Wurde das Konzil falsch interpretiert?

Es ist unvorstellbar, daß das Zweite Vatikanische Konzil nach den Sitzungen, die zwischen 1962 und 1965 zweitausendfünfhundert Väter zusammenbrachten, nicht angewendet wurde. Die Mobilität der Bischöfe, die in wenigen Stunden die Welt durchquerten, und die Kommunikationsmittel die die gesamte katholische Welt über die großen Entscheidungen informierten, erleichterten die Durchdringung der Geister erheblich. Außerdem ließen die getroffenen Maßnahmen nicht lange auf sich warten. Die bedeutendste, was die Liturgie betrifft, war die Verkündung eines neuen Messbuchs, das nur fünf Jahre nach Abschluss des Konzils an Diözesen in der ganzen Welt verteilt wurde. Insofern war die Anwendung des Zweiten Vatikanischen Konzils so massiv, daß von diesem Zeitpunkt an Priester, die sich weigerten, die heiligen Mysterien nach der erneuerten Form zu feiern, nacheinander verurteilt wurden, es sei denn, sie konnten ein fortgeschrittenes Alter geltend machen. Ebenso wurden die alten Katechismen verboten, um den erneuerten Büchern Platz zu machen. Auch das Kirchenrecht wurde reformiert.
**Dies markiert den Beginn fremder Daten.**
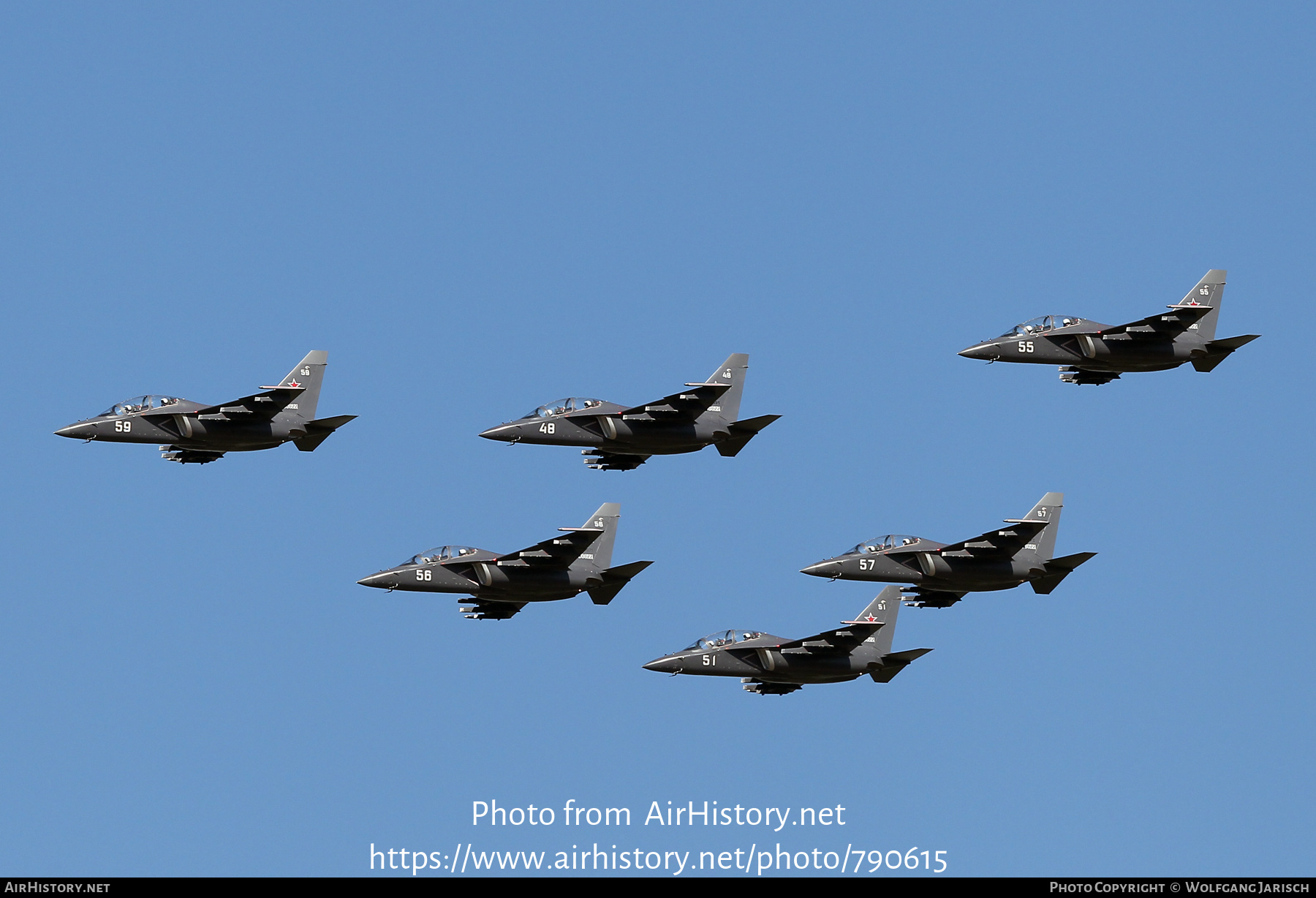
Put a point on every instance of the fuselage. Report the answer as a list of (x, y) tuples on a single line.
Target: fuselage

Alle Aspekte der Kirche waren betroffen, von der religiösen Kleidung bis zu heiligen Liedern, von den Beziehungen zu den Staaten bis zum Dialog mit anderen Religionen und der Organisation von Religionsgemeinschaften. Innerhalb weniger Jahre hatte das Konzil das Gesicht der Kirche verändert.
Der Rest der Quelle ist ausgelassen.